During inference (when generating text), the model works autoregressively:
- It takes the input prompt, tokenizes it, and processes it through all transformer layers.
- The final layer outputs a probability distribution over the entire vocabulary for the next token.
- A sampling strategy (greedy, top-k, top-p, or temperature-based) selects the next token.
- That token is appended to the sequence, and the process repeats until a stopping condition is met.
This autoregressive loop is why LLMs generate text one token at a time, even though the underlying architecture processes sequences in parallel during the forward pass.
Scale and Its Consequences
Modern LLMs derive much of their capability from sheer scale. GPT-3 has 175 billion parameters, and later models are believed to be significantly larger. Training these models requires thousands of GPUs running for months, consuming megawatt-hours of electricity.

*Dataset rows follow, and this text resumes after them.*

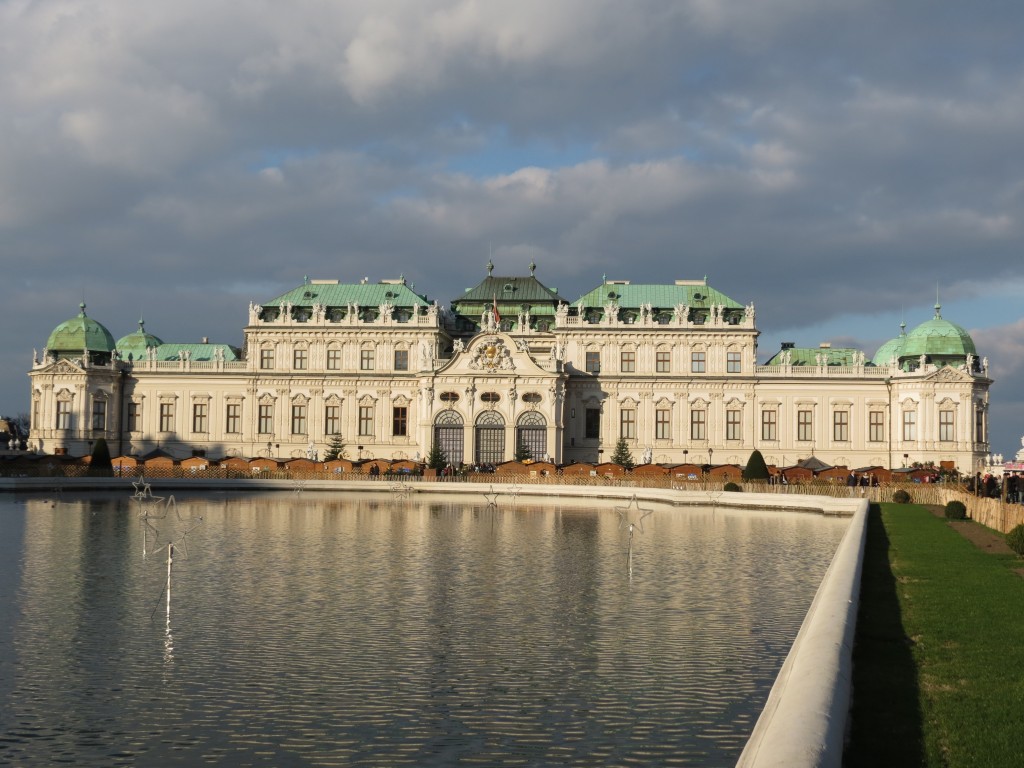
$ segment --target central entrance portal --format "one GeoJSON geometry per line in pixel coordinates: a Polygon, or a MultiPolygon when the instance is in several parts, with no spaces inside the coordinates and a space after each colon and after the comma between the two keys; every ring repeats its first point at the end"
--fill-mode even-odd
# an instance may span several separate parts
{"type": "Polygon", "coordinates": [[[484,411],[476,420],[476,463],[505,460],[505,419],[497,411],[484,411]]]}

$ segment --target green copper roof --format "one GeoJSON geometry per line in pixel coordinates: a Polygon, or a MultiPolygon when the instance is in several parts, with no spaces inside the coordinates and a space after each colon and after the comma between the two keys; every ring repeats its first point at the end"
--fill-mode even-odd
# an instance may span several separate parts
{"type": "Polygon", "coordinates": [[[639,308],[641,304],[650,304],[654,309],[671,309],[677,304],[686,304],[689,307],[743,306],[709,286],[706,281],[697,280],[681,280],[674,285],[606,281],[585,293],[573,304],[582,304],[585,308],[603,307],[609,301],[614,301],[621,308],[639,308]]]}
{"type": "Polygon", "coordinates": [[[906,323],[900,323],[900,335],[895,339],[889,339],[880,346],[875,352],[875,356],[871,358],[871,362],[875,365],[889,365],[893,358],[898,361],[903,354],[903,347],[907,343],[906,329],[906,323]]]}
{"type": "Polygon", "coordinates": [[[53,329],[46,341],[46,348],[51,352],[113,352],[114,337],[110,331],[91,317],[86,317],[84,302],[79,305],[79,309],[78,317],[65,320],[53,329]]]}
{"type": "Polygon", "coordinates": [[[461,296],[452,299],[453,305],[484,304],[498,300],[500,307],[509,304],[540,304],[547,302],[557,306],[565,301],[554,288],[548,288],[533,275],[528,277],[496,277],[488,275],[475,288],[469,288],[461,296]]]}
{"type": "Polygon", "coordinates": [[[161,339],[146,333],[146,321],[139,320],[139,330],[117,340],[117,351],[123,360],[139,360],[146,356],[147,349],[159,347],[161,344],[161,339]]]}
{"type": "Polygon", "coordinates": [[[820,355],[825,355],[826,365],[855,365],[854,356],[859,351],[852,347],[790,347],[780,349],[766,365],[782,365],[785,352],[791,354],[792,365],[816,366],[820,355]]]}
{"type": "Polygon", "coordinates": [[[429,306],[423,296],[414,292],[404,281],[386,283],[338,283],[317,281],[305,283],[276,299],[264,302],[265,307],[279,307],[291,304],[294,307],[312,307],[323,304],[327,307],[345,307],[358,304],[360,307],[379,307],[381,304],[394,307],[429,306]]]}
{"type": "Polygon", "coordinates": [[[901,357],[913,358],[927,355],[936,364],[963,362],[967,355],[977,355],[974,340],[959,325],[943,320],[935,305],[935,317],[926,320],[907,334],[901,357]]]}
{"type": "Polygon", "coordinates": [[[157,360],[179,360],[182,352],[188,352],[192,362],[214,360],[217,349],[224,352],[224,360],[231,362],[240,359],[237,349],[229,344],[161,344],[156,348],[157,360]]]}

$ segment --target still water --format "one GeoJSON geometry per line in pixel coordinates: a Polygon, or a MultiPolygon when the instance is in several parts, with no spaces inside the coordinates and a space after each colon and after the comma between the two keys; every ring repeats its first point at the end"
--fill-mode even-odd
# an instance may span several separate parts
{"type": "Polygon", "coordinates": [[[847,521],[642,506],[0,498],[0,764],[732,764],[847,521]]]}

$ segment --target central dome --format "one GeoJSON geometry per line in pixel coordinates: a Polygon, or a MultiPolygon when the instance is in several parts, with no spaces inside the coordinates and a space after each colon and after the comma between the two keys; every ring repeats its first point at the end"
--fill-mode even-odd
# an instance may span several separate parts
{"type": "Polygon", "coordinates": [[[956,323],[944,320],[939,312],[940,306],[935,305],[935,317],[917,326],[907,334],[903,352],[905,358],[925,355],[936,365],[959,364],[967,355],[977,355],[974,340],[956,323]]]}

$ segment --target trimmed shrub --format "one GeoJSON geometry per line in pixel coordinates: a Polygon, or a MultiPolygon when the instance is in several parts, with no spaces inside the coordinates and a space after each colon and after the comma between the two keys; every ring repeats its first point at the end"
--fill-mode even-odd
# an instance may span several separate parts
{"type": "Polygon", "coordinates": [[[967,519],[967,507],[964,506],[962,501],[951,501],[946,504],[946,519],[947,520],[966,520],[967,519]]]}
{"type": "Polygon", "coordinates": [[[910,494],[900,488],[892,495],[892,500],[896,504],[909,504],[910,494]]]}
{"type": "Polygon", "coordinates": [[[768,465],[764,463],[764,456],[755,450],[747,459],[747,466],[743,468],[744,480],[767,480],[770,476],[768,465]]]}
{"type": "Polygon", "coordinates": [[[742,489],[742,488],[740,488],[740,487],[739,487],[738,485],[736,485],[736,483],[726,483],[726,484],[725,484],[725,485],[724,485],[724,486],[722,487],[722,490],[723,490],[723,491],[729,491],[729,492],[731,492],[731,493],[739,493],[739,492],[741,492],[741,491],[742,491],[743,489],[742,489]]]}
{"type": "Polygon", "coordinates": [[[1024,524],[1018,525],[1006,534],[1006,543],[1018,557],[1024,557],[1024,524]]]}

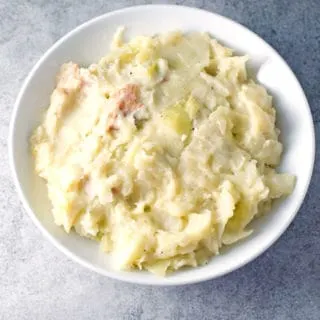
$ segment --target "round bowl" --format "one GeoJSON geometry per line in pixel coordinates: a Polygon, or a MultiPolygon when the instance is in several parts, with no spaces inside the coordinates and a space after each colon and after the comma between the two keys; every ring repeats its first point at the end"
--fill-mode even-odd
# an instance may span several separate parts
{"type": "Polygon", "coordinates": [[[231,272],[263,253],[286,230],[308,189],[315,154],[314,127],[304,92],[296,77],[265,41],[238,23],[189,7],[148,5],[107,13],[77,27],[55,43],[25,80],[12,115],[9,137],[10,163],[20,199],[37,227],[58,249],[81,265],[102,275],[140,284],[178,285],[212,279],[231,272]],[[66,234],[53,223],[46,185],[35,175],[29,137],[41,122],[61,64],[89,65],[108,52],[116,29],[125,25],[129,37],[169,30],[206,31],[214,38],[250,55],[249,70],[274,97],[284,154],[280,171],[297,177],[291,196],[275,202],[271,212],[253,223],[247,239],[226,247],[205,266],[161,278],[142,271],[113,270],[108,255],[96,242],[75,233],[66,234]]]}

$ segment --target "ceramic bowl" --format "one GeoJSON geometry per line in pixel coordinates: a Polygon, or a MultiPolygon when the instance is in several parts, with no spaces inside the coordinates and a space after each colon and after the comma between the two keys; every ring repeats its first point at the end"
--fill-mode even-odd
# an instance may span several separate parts
{"type": "MultiPolygon", "coordinates": [[[[224,275],[252,261],[269,248],[297,214],[312,175],[315,139],[310,109],[296,77],[264,40],[238,23],[220,15],[171,5],[130,7],[110,12],[77,27],[55,43],[25,80],[12,115],[9,137],[10,162],[20,199],[36,226],[58,249],[81,265],[102,275],[140,284],[178,285],[224,275]],[[127,36],[151,35],[170,30],[209,32],[238,53],[250,55],[249,69],[274,97],[284,154],[280,171],[296,175],[291,196],[275,202],[271,212],[253,223],[247,239],[226,247],[205,266],[190,268],[161,278],[142,271],[114,270],[108,255],[96,242],[75,233],[66,234],[53,223],[44,181],[36,177],[29,137],[49,105],[55,76],[61,64],[74,61],[87,66],[104,56],[117,28],[127,36]]],[[[45,257],[44,257],[45,259],[45,257]]]]}

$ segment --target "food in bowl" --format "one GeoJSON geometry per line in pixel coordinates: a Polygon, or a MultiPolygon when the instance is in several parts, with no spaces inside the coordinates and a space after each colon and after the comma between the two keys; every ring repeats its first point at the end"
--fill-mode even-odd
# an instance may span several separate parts
{"type": "Polygon", "coordinates": [[[276,112],[247,56],[205,33],[122,33],[99,63],[61,67],[35,170],[57,225],[100,241],[118,269],[165,275],[249,236],[295,177],[276,171],[276,112]]]}

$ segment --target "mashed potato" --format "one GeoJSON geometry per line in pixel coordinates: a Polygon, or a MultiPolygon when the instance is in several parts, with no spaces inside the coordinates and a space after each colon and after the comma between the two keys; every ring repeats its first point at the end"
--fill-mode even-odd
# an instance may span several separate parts
{"type": "Polygon", "coordinates": [[[121,33],[98,64],[61,67],[32,152],[57,225],[165,275],[248,236],[295,178],[275,170],[275,109],[247,56],[203,33],[121,33]]]}

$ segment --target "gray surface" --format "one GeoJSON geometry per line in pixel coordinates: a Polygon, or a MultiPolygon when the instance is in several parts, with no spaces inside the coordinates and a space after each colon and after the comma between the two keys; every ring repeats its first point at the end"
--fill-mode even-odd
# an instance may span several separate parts
{"type": "MultiPolygon", "coordinates": [[[[0,319],[319,319],[318,163],[299,215],[270,250],[228,276],[192,286],[152,288],[94,274],[55,249],[22,209],[6,140],[23,79],[67,31],[138,3],[150,2],[0,0],[0,319]]],[[[273,45],[305,88],[319,137],[319,0],[178,3],[231,17],[273,45]]]]}

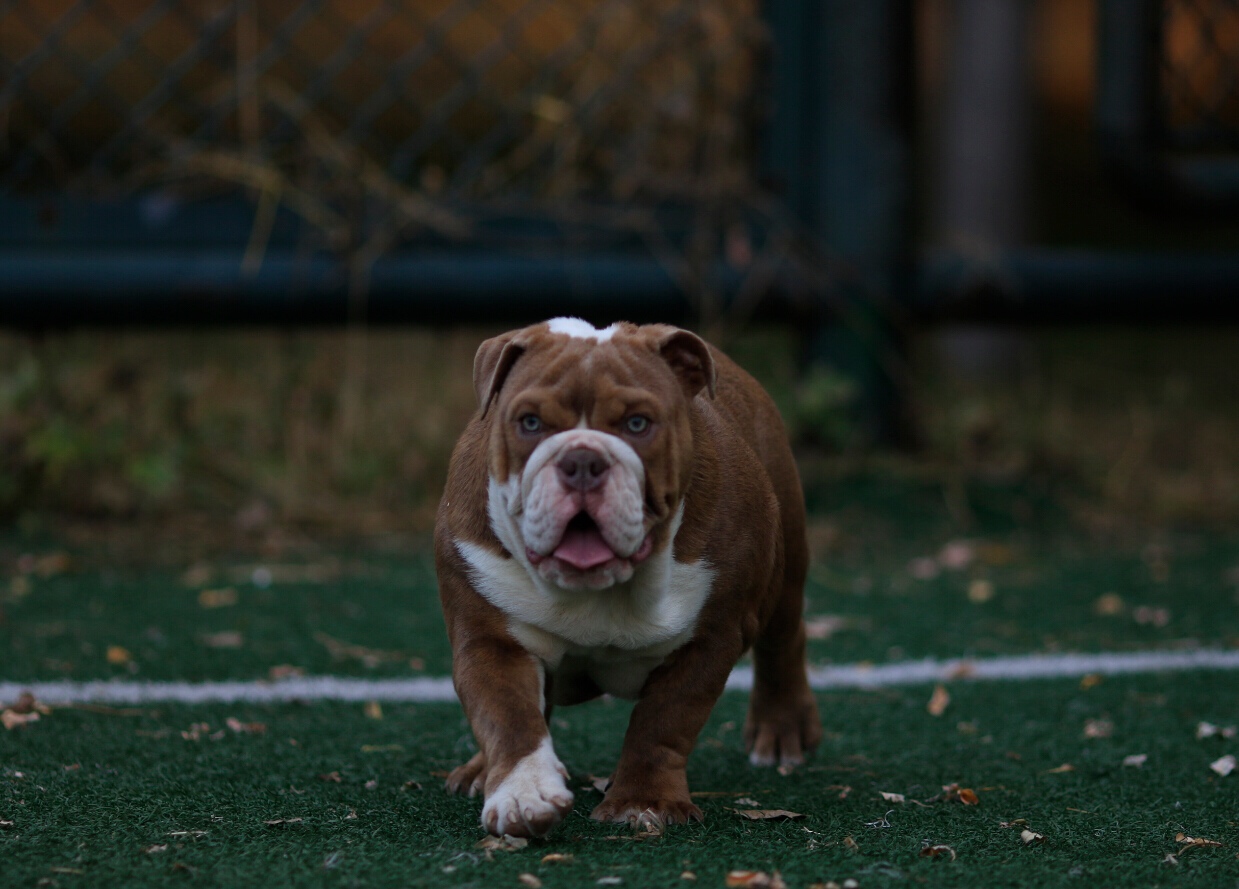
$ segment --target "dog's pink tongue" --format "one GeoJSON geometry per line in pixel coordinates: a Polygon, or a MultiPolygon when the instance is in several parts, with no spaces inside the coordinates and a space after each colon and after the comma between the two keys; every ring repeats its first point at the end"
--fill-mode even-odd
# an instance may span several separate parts
{"type": "Polygon", "coordinates": [[[587,531],[569,528],[551,555],[579,571],[588,571],[615,558],[615,552],[607,546],[597,528],[587,531]]]}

Research has shown that model capabilities often emerge unpredictably at certain scales. Abilities like few-shot learning, chain-of-thought reasoning, and code generation appear to improve dramatically once models cross certain parameter thresholds, a phenomenon researchers call emergent abilities.
However, scale alone is not sufficient. Training data quality, instruction tuning, reinforcement learning from human feedback (RLHF), and architectural refinements all play critical roles in producing models that are not just capable but also aligned with human intentions.
Practical Implications
Understanding these fundamentals has direct practical value. Knowing how tokenization works helps you craft more efficient prompts and estimate API costs. Understanding attention mechanisms explains why models sometimes lose track of instructions in very long contexts. Recognizing that LLMs are fundamentally next-token predictors helps set realistic expectations about their reasoning abilities.
As the field continues to evolve with innovations like mixture-of-experts architectures, state-space models, and longer context windows, the transformer remains the foundation upon which modern AI language capabilities are built. A solid grasp of its mechanics is the starting point for anyone serious about working with or understanding artificial intelligence.